One day ahead of this week's blockbuster DIDI IPO in which the Chinese Uber sold at the top of its $13-14 range, broke for trading at $16.75 then tumbled only to rebound on Thursday, we warned readers that this is one they want to stay away from as a result of Beijing's aggressive intervention in publicly traded tech giants, to wit:
China’s regulatory crackdown on its internet giants is likely having a ripple effect on the IPO, given the uncertainty around outcomes. Didi was among 34 internet firms ordered by regulators in April to correct excesses, and it has warned in U.S. filings that it couldn’t assure investors that government officials would be satisfied with its efforts or that it would escape penalties.
It took exactly 3 days since our warning and 2 days since DIDI's IPO for this forecast to come true because this morning, DIDI shares havbe cratered more than 10%, plunging from $17 to as low as $15, after a report that China had launched an investigation into Didi Chuxing.

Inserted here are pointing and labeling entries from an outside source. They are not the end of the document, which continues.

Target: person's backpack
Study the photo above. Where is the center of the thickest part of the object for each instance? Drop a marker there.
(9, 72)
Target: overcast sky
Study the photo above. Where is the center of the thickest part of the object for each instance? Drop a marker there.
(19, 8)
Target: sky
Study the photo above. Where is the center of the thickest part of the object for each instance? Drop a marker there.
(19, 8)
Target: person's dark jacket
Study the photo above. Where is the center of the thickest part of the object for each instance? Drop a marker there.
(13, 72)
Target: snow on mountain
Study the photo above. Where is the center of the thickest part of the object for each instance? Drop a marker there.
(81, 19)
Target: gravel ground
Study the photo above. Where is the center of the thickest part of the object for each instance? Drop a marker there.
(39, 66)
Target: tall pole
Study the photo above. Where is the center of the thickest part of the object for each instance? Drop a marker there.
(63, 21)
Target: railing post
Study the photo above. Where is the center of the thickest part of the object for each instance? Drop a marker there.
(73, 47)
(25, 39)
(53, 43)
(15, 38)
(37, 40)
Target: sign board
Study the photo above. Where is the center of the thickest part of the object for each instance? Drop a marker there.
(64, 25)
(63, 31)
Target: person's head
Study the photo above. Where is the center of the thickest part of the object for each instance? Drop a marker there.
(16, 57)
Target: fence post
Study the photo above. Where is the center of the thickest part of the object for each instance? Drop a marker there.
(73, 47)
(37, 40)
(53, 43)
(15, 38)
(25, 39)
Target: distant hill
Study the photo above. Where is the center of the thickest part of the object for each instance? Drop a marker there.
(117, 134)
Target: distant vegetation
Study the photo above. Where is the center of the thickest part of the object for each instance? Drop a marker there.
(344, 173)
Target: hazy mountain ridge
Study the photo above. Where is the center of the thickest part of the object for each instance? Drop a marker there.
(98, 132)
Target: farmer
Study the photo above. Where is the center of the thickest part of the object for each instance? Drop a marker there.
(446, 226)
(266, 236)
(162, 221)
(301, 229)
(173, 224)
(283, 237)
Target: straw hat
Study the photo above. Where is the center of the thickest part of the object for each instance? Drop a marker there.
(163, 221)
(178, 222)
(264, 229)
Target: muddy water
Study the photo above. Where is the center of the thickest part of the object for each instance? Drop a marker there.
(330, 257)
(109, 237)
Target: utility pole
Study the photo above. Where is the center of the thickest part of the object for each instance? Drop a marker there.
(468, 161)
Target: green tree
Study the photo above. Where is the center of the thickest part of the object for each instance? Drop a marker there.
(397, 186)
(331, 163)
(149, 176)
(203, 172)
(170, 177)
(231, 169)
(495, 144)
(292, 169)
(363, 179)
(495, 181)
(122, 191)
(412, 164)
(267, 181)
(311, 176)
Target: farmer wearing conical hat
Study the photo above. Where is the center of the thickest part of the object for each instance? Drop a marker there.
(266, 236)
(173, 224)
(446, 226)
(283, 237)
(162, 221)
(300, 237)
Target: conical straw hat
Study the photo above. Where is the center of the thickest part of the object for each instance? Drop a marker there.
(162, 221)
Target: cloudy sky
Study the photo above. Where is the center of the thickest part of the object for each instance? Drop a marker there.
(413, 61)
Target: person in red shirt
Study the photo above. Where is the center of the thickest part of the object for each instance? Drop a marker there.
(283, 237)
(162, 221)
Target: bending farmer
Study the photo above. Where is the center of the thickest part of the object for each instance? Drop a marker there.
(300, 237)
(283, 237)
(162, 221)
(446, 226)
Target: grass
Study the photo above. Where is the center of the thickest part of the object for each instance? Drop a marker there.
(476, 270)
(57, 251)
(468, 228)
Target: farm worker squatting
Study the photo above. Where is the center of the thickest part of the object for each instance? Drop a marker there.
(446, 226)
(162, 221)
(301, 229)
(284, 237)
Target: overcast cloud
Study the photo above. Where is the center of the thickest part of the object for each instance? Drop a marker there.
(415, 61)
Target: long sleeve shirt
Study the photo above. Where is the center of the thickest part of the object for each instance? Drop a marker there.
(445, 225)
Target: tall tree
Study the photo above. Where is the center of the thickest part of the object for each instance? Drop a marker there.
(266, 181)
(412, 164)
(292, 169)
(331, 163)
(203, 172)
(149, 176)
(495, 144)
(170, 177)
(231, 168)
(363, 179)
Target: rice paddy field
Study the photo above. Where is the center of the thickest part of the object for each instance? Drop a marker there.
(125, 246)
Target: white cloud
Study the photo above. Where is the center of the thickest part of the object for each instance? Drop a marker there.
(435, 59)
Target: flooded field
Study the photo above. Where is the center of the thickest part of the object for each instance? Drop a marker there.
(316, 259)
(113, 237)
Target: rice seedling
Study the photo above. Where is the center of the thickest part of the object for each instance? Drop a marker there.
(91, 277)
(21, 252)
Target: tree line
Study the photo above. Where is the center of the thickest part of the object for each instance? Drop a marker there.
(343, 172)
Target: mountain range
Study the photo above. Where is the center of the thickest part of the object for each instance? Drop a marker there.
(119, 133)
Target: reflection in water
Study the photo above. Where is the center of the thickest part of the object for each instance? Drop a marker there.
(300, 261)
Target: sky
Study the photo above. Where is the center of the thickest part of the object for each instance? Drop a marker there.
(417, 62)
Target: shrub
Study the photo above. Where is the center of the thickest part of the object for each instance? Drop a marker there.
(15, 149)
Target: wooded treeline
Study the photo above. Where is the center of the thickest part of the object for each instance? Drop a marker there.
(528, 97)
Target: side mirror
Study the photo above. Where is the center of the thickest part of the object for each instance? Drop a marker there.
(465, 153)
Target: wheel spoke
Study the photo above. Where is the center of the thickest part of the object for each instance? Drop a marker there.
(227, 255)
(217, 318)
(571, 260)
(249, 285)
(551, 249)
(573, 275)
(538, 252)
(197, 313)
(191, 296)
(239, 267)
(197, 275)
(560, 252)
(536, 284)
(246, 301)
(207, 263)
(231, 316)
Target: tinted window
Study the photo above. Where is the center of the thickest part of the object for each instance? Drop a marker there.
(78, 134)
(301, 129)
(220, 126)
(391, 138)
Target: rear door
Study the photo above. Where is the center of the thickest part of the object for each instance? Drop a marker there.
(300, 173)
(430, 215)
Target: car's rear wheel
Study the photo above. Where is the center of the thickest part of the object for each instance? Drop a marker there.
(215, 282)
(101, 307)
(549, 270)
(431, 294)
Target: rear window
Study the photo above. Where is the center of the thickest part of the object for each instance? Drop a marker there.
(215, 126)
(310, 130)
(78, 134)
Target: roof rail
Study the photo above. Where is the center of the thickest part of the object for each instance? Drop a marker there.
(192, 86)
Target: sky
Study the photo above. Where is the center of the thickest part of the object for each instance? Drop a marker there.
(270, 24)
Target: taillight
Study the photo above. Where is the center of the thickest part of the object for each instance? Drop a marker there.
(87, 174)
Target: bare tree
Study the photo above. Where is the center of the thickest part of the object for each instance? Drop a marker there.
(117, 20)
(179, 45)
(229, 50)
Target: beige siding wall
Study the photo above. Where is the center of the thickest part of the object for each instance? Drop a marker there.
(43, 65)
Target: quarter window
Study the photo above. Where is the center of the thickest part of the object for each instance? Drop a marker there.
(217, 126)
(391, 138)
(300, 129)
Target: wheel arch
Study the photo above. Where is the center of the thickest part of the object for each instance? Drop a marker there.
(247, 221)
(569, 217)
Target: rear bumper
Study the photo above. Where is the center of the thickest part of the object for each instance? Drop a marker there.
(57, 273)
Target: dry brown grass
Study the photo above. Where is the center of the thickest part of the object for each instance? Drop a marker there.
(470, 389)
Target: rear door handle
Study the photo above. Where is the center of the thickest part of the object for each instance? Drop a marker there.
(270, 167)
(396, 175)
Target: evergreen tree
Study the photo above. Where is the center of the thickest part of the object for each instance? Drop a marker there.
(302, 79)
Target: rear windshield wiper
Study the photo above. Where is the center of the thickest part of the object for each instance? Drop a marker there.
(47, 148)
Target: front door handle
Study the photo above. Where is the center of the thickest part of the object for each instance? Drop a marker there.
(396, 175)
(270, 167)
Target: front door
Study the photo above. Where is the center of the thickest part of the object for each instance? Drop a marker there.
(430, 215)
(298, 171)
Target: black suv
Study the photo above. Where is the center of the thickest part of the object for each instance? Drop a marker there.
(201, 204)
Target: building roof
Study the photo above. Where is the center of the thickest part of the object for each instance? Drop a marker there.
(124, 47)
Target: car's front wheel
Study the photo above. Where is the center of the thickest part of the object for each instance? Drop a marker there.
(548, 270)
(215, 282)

According to a statement from Cyberspace Administration of China, Didi Chuxing will halt registration of new users during the review. The move is to prevent data security risks, safeguard national security and protect public interest, according to statement.
In short, this is Beijing's way of punishing euphoric US investors in the DIDI IPO, a move which however will hardly inspire confidence in any future US-based Chinese public offerings.